When the server restarts it will check if any fonts are missing locally and load them if they are. So there is no impact or performance considerations. After that initial download of the fonts, `django-google-fonts` does not need to make any more requests to Google servers, working totally offline from the Google servers.

### Installing

```bash
pip install django-google-fonts
```

Then add to your Django settings file:

```python
INSTALLED_APPS = [
...
'django_google_fonts'
]
```

### Using

Tell Django which fonts you'd like:

```python
GOOGLE_FONTS = ["Kablammo", "Roboto"]
```

When Django starts it will grab the fonts from Google and store them in your `STATICFILES_DIRS` directory. It will rewrite the CSS that Google Fonts provides, so all you have to do is load the font like normal. For example:

```html

body {
font-family: 'Pathway Extreme';
}

```

There is also a `font` tag that will return the raw CSS:

```html
{% load google_fonts %}
{% font_css "Pathway Extreme" %}
```

Custom font weights are available by specifying the font weights in the URL. The easy way to do this is visit a font page, for example [Robot](https://fonts.google.com/specimen/Roboto) and then selecting the weights and styles you'd like. Then click on `Selected Families` and copy the font definition in.

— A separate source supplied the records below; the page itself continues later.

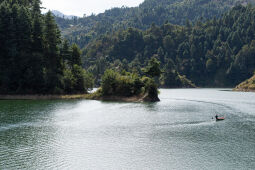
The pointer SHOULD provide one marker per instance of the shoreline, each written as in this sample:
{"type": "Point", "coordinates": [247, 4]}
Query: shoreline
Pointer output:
{"type": "Point", "coordinates": [42, 97]}
{"type": "Point", "coordinates": [139, 98]}
{"type": "Point", "coordinates": [242, 90]}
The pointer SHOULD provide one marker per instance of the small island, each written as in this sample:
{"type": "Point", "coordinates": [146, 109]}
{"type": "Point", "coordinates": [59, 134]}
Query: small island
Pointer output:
{"type": "Point", "coordinates": [125, 87]}
{"type": "Point", "coordinates": [247, 85]}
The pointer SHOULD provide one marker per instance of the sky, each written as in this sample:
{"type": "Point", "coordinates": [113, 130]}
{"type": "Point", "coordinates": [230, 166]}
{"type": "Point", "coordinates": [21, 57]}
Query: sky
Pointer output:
{"type": "Point", "coordinates": [80, 7]}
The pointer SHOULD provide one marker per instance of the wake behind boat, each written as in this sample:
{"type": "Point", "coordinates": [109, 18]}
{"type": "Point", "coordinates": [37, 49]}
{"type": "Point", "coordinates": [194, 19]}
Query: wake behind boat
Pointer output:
{"type": "Point", "coordinates": [219, 118]}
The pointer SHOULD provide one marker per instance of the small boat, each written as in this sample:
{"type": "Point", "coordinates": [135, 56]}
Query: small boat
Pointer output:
{"type": "Point", "coordinates": [220, 118]}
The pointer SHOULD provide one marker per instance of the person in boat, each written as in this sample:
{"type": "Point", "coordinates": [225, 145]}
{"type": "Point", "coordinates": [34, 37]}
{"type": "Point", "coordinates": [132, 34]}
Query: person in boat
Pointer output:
{"type": "Point", "coordinates": [216, 117]}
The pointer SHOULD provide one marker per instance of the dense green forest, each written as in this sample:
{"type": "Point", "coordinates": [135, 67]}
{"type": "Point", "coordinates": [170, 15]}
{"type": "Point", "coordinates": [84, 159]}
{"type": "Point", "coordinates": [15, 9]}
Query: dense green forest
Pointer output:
{"type": "Point", "coordinates": [83, 30]}
{"type": "Point", "coordinates": [216, 52]}
{"type": "Point", "coordinates": [247, 85]}
{"type": "Point", "coordinates": [33, 58]}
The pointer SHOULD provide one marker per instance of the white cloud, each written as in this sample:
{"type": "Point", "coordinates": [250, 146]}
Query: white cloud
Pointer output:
{"type": "Point", "coordinates": [80, 7]}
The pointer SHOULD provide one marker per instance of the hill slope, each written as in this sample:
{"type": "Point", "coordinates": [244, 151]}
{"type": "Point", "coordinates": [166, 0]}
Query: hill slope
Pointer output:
{"type": "Point", "coordinates": [82, 30]}
{"type": "Point", "coordinates": [248, 85]}
{"type": "Point", "coordinates": [216, 53]}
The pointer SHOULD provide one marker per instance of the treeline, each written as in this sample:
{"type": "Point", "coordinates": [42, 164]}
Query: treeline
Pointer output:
{"type": "Point", "coordinates": [83, 30]}
{"type": "Point", "coordinates": [33, 58]}
{"type": "Point", "coordinates": [217, 52]}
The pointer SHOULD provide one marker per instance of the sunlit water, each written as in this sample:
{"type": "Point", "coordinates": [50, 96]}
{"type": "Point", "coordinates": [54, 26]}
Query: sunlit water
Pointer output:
{"type": "Point", "coordinates": [176, 133]}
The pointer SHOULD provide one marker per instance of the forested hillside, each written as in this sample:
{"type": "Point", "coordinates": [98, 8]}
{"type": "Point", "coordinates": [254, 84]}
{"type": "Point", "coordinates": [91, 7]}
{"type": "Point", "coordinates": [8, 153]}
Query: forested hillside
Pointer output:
{"type": "Point", "coordinates": [33, 58]}
{"type": "Point", "coordinates": [82, 30]}
{"type": "Point", "coordinates": [217, 52]}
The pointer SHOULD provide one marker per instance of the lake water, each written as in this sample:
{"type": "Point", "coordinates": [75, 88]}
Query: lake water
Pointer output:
{"type": "Point", "coordinates": [176, 133]}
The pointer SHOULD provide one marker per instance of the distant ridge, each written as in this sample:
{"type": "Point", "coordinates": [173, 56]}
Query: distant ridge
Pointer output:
{"type": "Point", "coordinates": [57, 13]}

For example Google will suggest embedding the font using this URL:

```html

```

Roboto with italic in weights 100, 700, 900. To use this in Django you would specify:

```python
GOOGLE_FONTS = ["Roboto:ital,wght@0,100;0,700;1,700"]
```

And you would reference it in a stylesheet:

```html

```

#### Optional settings

By default `django-google-fonts` will store fonts in the first directory specified in `STATICFILES_DIRS`. That might not be where you want, so you can set a `GOOGLE_FONTS_DIR` setting if you'd like it be somewhere else:

```python
GOOGLE_FONTS_DIR = BASE_DIR / "fonts"
STATICFILES_DIRS = [BASE_DIR / "static", BASE_DIR / "fonts"]
```

The CSS file contains the path to the font and `django-google-fonts` tries to calculate what the path to the font should be by using the value of `STATIC_URL`. If that's wrong and you need it be something else, you can set that value:

```python
GOOGLE_FONTS_URL = "my-exotic-static/url/to-the-fonts"
```

### Names

Google fonts normally have title cased names, with capitalized first names [^1]. For example `Pathway Extreme`. Google normalises this too: `pathwayextreme` and this is used in file names. So in the case of `Pathway Extreme`

|Where|Name|
|-|-|
|Settings file|`Pathway Extreme`|
|Font tag|`Pathway Extreme`|
|Static tag|`pathwayextreme`|

[^1]: Font's like `IBM Plex Sans` have more capital letters than just the first letter.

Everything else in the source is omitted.